Gerard, seeing his back, the set of his shoulders, the particular way that the tail of his jacket was always so hopelessly crumpled, felt a wave of emotion which almost made him exclaim. He thought, this is no good, I’m not getting anywhere. I’ve bothered him already, and I hate that. He’ll refuse to be serious now about anything I suggest, he’ll just shuffle it off.

Jenkin returned with a glass and a can of beer. Gerard said,
‘Let’s go on holiday together, just you and me, it’s ages since we did that.’ And why is it ages, he wondered, I could have asked him anytime, I could have insisted.

‘You mean a walking tour in the Lake District, sharing a tent in the rain?’

‘No. I was rather thinking of a good hotel in Florence.’ But the tent idea was not unattractive.

‘OK, if I’m still around in the spring.

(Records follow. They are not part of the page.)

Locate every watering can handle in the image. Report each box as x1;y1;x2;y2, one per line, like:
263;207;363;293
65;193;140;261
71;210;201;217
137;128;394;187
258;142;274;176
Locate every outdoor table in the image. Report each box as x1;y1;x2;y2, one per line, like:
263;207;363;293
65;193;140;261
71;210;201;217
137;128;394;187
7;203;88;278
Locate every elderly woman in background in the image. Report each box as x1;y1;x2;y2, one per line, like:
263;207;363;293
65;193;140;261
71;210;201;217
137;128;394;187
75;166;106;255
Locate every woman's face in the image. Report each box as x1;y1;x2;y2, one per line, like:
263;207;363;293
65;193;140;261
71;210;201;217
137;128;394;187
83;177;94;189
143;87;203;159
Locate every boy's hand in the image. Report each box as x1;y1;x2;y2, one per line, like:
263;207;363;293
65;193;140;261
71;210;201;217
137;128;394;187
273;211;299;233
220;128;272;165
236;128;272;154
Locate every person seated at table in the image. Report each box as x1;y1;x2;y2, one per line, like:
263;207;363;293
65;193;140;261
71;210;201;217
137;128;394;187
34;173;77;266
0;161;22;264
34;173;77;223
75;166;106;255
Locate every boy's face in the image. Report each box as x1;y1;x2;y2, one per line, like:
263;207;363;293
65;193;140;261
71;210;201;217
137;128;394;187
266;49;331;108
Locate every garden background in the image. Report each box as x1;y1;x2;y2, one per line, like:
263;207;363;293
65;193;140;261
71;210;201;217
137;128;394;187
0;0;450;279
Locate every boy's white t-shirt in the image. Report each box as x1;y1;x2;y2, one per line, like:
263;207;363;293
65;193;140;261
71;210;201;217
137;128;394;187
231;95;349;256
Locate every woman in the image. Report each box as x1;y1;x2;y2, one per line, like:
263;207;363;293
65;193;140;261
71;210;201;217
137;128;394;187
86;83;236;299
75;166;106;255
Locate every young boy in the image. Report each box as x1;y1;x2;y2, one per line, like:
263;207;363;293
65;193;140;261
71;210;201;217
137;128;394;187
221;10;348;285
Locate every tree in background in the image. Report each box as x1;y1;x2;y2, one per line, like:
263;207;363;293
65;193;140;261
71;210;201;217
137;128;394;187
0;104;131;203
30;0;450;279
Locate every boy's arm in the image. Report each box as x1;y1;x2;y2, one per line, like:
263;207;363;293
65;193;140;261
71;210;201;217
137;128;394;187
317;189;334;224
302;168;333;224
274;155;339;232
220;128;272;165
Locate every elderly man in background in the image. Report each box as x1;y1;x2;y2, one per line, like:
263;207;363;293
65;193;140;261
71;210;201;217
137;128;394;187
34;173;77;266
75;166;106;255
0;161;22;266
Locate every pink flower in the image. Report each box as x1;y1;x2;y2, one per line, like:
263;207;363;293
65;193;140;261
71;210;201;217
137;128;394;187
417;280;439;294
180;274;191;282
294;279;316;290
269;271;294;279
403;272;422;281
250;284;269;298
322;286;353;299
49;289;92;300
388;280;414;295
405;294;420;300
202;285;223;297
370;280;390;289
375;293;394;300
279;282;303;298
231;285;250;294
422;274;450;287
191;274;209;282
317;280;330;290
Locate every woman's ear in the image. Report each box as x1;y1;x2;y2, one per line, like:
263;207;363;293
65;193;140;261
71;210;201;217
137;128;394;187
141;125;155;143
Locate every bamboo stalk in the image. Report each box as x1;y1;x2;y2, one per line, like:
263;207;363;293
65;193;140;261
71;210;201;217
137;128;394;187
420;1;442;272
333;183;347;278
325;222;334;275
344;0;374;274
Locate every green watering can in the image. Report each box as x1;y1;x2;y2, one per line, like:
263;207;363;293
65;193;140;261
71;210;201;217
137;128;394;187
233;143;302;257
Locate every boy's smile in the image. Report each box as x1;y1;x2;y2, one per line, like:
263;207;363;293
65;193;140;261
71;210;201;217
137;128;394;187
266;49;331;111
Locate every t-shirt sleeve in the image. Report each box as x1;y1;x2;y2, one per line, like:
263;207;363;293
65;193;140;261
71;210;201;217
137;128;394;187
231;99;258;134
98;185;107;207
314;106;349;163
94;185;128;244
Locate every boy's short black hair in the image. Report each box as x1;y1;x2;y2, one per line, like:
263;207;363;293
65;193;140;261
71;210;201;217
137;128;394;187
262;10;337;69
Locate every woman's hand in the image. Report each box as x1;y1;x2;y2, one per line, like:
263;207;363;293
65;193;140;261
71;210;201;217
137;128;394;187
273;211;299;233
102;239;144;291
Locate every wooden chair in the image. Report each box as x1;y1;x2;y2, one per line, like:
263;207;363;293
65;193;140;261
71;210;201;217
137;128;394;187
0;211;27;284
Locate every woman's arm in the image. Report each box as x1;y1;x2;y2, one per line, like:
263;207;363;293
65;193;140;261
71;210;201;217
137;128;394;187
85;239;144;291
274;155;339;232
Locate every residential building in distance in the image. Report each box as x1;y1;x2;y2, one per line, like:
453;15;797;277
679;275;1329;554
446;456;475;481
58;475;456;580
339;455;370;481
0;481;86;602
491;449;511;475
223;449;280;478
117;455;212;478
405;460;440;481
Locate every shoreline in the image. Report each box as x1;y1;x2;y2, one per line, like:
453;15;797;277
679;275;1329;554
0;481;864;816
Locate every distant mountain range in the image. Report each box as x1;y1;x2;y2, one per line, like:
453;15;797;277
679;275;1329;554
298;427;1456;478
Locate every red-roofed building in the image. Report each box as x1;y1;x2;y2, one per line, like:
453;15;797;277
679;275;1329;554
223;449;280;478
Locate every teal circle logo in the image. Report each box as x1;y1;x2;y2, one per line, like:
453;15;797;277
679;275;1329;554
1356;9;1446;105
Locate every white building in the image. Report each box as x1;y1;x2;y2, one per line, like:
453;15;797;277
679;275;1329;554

But I somehow think I won’t be. I’ve got that now-or-never feeling.’

‘We could travel together. Go to Australia. Go to Africa if you like, or Brazil. I noticed that Portuguese grammar at Boyars. If you’re determined to go I might come too.’

‘Very kind of you, but you’d hate it, you know! I mean if we went where
I
want. Anyway, I have to go alone, that’s part of the deal.’

‘What deal, who with?’

‘Oh, not with anyone – with myself – with fate if you like – or God, only he doesn’t exist.’

‘So it’s a pilgrimage. That’s pure sentimentality, it’s playacting.’

‘You’re making me say silly things. I just don’t want to be too blunt!’

‘Oh, be as blunt as you like!’

What is happening, thought Gerard, are we going to
quarrel
, or have I been imagining how fond he was of me, have I been quite mistaken? I can’t say the things I meant to say now, they’ve been spoiled, ruined. He’ll think ill of me now, and I can’t bear that, in a moment I shall be pathetic! Or in order not to be pathetic, I shall seem resentful. Which is worse?

‘I don’t think you lot need me all that much,’ said Jenkin in a tentative tone. ‘I’ve always felt like the odd man out.’ He had never said anything like that before.

‘What perfect nonsense!’ said Gerard, regaining a little confidence. ‘You’re central, you’re essential, even Crimond saw this. He said you were the best!’

‘Oh – Crimond –’ They both laughed, though a little nervously.

‘It’s not true that I’m essential,’ said Jenkin, ‘Duncan has
never altogether liked me, Robin was always impatient with me, so is Gull, Rose laughs at me, Crimond thinks I’m a fool. Don’t interrupt me, Gerard. Of course this is a stupid way to talk, but you’re forcing me into it. This stuff about being needed is part of an illusion we’ve kept up all these years. I know I’m talking nonsense and making you angry, because of course there is something close, something unique, and perhaps such things are always partly illusion, partly real. It’s just that I’ve felt the illusion bit more lately, that’s part of wanting to go away. I haven’t been
alone
enough, and that’s because I’ve had to play – that game – which of course wasn’t a game, but – You see, I
must
be alone in the way one can be in what you called hell.’

‘You’re wrong about the others, they treasure you.’

‘Like a mascot.’

‘Rose adores you – but let’s not argue about that – I don’t even care about it – and maybe you’re right that such things are hopelessly mixed up between illusion and reality, perhaps all things are –’

‘What don’t you care about?’

‘Them, the others – well, I do care, yes, I do – and I deny what you said about being odd man out – but I could do without them.’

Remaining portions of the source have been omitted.